Quels leviers pourraient toutefois inciter les marques et les entreprises à adopter cette méthodologie plutôt qu'une autre ?

Tout d'abord, comme nous l'avons mentionné, il y a la crédibilité et le réseau des acteurs impliqués dans sa création. Mais aussi, le fait que la méthodologie soit peu coûteuse pour les entreprises. Notamment car elle est mise à disposition par un organisme d'État, et financée par l'ADEME, le DEFI et Paris Good Fashion avec ses membres. Contrairement à l'affichage environnemental, qui reste national, et à la CSRD, qui est européenne, les méthodologies développées par des organismes privés nécessitent souvent des frais pour accéder à leur classement. Et si lorsqu’elles sont publiques, elles peuvent parfois être orientées politiquement. Mais ce n’est pas tout.

Pourquoi et comment cette méthodologie vient simplifier le processus des bilans d'entreprise ?

Revenons-en à la question de la possible redondance de la méthodologie ACT. Comment est-elle concrètement positionnée dans le complexe et parfois laborieux processus des bilans ? « Dans l’élaboration de la Méthodologie ACT Mode, nous avons étudié l’ensemble des travaux en cours, adaptés au secteur, de la CSRD européenne, à l'affichage environnemental, ainsi que d'autres méthodologies, avec le souci de faire converger les données pour éviter une surcharge de travail. Par exemple, si vous effectuez déjà le travail de la CSRD, il sera inclus dans la méthodologie ACT. Il y a une synchronisation des processus de collecte de données. Cette convergence répondait d'ailleurs à une demande de la part des entreprises, car la collecte de données est une étape particulièrement chronophage. Ainsi, il s'agit des mêmes données, mais avec une analyse plus approfondie, les replaçant dans un contexte plus large. Cela représente une synthèse globale et permet de se comparer non seulement au sein de son propre secteur d'activité, mais aussi avec d'autres secteurs, et ce, à l'échelle internationale », et comme le souligne Isabelle Lefort, « Alors que l'affichage environnemental est français et la CSRD européenne, la méthodologie ACT est une référence internationale », explique-t-elle.
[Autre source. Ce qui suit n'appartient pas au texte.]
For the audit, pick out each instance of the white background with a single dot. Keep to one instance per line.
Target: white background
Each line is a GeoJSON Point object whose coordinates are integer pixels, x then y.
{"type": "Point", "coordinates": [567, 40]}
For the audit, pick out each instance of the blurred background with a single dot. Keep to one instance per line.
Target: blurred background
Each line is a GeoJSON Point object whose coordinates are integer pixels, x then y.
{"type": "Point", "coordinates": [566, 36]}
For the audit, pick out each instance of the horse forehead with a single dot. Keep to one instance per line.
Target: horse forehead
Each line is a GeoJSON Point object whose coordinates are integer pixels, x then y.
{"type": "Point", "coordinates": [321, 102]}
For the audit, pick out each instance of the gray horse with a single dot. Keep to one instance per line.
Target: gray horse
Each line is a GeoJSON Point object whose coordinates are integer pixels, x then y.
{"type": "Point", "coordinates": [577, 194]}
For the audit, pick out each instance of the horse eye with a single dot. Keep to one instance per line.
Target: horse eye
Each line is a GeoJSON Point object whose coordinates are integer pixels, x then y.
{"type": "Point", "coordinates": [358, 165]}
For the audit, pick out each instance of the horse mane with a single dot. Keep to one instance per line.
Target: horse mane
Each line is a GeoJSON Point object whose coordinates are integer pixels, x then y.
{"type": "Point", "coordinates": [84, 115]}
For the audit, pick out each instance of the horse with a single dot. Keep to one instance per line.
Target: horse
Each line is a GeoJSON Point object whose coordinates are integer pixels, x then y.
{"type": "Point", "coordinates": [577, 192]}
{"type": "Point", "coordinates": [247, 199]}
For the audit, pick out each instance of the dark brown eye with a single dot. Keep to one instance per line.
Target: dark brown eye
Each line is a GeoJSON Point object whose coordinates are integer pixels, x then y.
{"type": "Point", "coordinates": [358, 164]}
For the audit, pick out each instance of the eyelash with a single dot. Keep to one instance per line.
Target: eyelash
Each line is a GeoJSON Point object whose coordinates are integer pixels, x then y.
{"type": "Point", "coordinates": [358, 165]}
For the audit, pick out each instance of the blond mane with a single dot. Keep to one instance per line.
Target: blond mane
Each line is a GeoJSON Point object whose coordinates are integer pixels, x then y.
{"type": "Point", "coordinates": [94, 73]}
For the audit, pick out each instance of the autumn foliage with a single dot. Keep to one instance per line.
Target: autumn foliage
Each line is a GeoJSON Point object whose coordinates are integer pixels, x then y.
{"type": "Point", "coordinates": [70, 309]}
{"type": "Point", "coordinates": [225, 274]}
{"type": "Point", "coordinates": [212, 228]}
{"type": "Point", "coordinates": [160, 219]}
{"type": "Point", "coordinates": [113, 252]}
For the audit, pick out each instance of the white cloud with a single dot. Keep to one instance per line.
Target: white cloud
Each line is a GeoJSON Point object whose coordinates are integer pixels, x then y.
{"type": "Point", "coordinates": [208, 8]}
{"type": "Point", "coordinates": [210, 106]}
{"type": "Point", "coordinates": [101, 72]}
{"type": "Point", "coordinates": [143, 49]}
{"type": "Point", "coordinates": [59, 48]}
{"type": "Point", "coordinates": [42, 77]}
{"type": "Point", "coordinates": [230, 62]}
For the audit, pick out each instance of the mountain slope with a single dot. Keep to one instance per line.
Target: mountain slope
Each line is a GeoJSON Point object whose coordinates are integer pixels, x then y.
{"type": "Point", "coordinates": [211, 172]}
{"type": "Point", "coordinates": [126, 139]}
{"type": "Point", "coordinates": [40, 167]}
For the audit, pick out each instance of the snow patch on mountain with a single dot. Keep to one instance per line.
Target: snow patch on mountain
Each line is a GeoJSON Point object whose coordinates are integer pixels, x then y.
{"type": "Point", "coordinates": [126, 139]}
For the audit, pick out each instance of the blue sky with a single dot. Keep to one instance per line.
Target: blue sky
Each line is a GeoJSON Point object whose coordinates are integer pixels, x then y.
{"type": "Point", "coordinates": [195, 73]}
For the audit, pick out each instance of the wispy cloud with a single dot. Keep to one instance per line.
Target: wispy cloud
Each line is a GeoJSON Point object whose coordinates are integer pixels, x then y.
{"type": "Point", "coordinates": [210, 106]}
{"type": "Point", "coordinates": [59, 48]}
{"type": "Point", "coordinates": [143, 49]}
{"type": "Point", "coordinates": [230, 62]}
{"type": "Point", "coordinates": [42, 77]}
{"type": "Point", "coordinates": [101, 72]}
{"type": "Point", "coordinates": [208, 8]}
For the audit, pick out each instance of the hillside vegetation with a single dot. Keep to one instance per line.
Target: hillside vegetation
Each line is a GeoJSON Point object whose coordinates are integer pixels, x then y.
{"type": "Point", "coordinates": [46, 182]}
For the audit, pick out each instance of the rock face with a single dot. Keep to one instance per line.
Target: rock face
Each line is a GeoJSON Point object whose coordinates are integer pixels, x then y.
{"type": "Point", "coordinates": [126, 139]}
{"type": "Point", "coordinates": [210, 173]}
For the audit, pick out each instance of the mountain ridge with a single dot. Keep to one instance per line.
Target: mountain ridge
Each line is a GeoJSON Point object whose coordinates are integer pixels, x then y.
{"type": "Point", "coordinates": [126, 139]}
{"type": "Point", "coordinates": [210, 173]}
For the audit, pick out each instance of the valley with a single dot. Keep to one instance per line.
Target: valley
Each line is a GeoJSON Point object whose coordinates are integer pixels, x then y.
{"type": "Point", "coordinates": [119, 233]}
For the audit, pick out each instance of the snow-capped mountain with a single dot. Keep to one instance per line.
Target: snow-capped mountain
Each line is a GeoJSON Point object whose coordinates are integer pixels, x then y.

François Villeroy de Galhau, le Gouverneur de la Banque de France l’a lui-même déclaré : « Il faut développer une méthodologie ACT pour les secteurs. (…) Cet indicateur aidera les entreprises à piloter leur stratégie de transition ; il simplifiera et unifiera leur gestion des données climatiques. » Une telle analyse permet en effet aux entreprises d'approcher des investisseurs, des actionnaires et des banques en toute confiance. Elles peuvent présenter leur évaluation et obtenir plus facilement des financements, bénéficiant ainsi d'un poids accru pour négocier une levée de fonds ou renégocier les termes d'un contrat. En bref, elles sont plus « bankable ». « Il est possible que d'autres méthodologies internationales se développent à l'avenir. Mais pour l'instant, nous croyons que celle-ci est la plus pertinente et va permettre à tous les acteurs qui le souhaitent de s'aligner », conclut Isabelle Lefort.